As far as giving a summary of the world in 100 words or less, I think the guy on Airplane did it best: Well first the earth cooled, then the dinosaurs came, they got too big and fat and died and turned into oil, then the Arabs came, and then Price Charles started wearing all of Lady Di's close and I couldn't understand it...
Sojka's Call said…
Jeff has a point from the western civ perspective. The Chinese have Siberia in their sights. They are moving people into there. They are closer to it physically than Moscow. There was another Al Fin post about that........ http://alfin2100.blogspot.com/2010/12/russia-worlds-largest-dying-empire.html

He states... Demographic shrinkage is also leaving Eastern Siberia open for Chinese takeover.Moscow is also warily watching China's unauthorised movements into Siberia and the Far East.

Beijing is about six times closer to the port city of Vladivostok than is Moscow, which has very weak administrative control over its eastern territories.

Already, an estimated 200,000 to 500,000 Chinese nationals have illegally settled in these oil, gas and timber-rich areas.

Beijing is also tempted by Siberia's freshwater supply, given that China already has severe shortages throughout the country.

The Russian Far East is inhabited by only six million people, while the three provinces in northeast China have about 110 million Chinese inhabitants. By 2020, more than 100 million Chinese will live less than 100km to the south of these Russian territories, whose population will then number between five million and 10 million.

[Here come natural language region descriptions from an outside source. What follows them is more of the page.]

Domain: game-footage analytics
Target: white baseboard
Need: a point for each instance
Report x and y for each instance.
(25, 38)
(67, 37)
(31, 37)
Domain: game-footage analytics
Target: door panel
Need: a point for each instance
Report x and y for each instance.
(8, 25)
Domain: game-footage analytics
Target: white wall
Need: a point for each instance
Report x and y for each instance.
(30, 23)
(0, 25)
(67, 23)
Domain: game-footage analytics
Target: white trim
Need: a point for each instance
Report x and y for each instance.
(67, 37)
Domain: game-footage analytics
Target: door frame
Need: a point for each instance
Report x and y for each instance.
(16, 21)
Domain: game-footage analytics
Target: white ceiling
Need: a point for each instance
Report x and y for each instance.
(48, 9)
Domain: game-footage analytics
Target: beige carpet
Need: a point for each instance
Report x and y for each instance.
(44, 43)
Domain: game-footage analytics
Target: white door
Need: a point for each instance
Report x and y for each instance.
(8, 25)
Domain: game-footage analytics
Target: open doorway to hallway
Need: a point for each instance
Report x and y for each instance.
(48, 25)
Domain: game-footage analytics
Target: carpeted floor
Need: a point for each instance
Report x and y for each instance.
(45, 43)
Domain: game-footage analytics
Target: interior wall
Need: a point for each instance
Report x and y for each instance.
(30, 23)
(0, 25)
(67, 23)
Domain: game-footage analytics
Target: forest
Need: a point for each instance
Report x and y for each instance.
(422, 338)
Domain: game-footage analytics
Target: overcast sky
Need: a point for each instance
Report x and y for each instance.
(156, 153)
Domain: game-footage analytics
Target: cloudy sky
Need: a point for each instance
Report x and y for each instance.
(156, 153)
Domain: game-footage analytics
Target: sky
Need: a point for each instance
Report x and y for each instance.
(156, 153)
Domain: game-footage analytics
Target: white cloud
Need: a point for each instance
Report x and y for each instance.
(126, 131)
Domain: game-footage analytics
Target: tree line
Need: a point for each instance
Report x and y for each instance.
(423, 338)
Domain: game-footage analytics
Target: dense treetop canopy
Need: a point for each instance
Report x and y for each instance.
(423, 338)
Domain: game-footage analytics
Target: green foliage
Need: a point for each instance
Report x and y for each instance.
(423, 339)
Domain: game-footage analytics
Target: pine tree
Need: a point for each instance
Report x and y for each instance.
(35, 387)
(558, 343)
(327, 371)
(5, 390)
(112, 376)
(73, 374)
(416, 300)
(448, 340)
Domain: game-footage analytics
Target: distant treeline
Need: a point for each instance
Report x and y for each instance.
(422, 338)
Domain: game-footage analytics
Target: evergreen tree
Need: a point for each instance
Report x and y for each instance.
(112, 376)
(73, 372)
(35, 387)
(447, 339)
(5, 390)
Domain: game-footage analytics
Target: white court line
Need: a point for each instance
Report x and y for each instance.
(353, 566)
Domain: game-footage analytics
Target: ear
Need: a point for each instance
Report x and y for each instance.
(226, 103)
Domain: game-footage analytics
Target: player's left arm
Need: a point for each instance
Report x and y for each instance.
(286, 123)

As Medvedev recently admitted, if Russia does not secure its presence in the Far East, it could eventually "lose everything" to the Chinese.

See this link for more.......... http://www.realclearworld.com/articles/2010/12/29/watch_out_for_russian_wild_card_in_asia-pacific__99333.html
Keith said…
Defend ourselves from the Chinese? Are they not becoming us? I would be more concerned if I was Chinese that I was losing my Eastern identity. They are not buying up land and commercial real estate, we are selling it at breakneck speed. But isn't that the freemarket capitalist way. We are in debt because we wanted to borrow money from China. China didn't do anything that we didn't do to ourselves. Maybe we should go Chapter 11 as a country and wipe the slate clean. That would piss them off wouldn't it.

So I guess you support the devaluation of the dollar vs the Yuan as I do which was one of the purposes of the Feds $600B purchase of Treasury notes since it is the one thing we can do to increase the cost of Chinese goods that are artificially held low by the Chinese government which would in turn help US manufactured goods compete in our own markets as well as international markets? Couple that with tax incentives to US manufacturers and you have a recipe for revitalization of the US economy.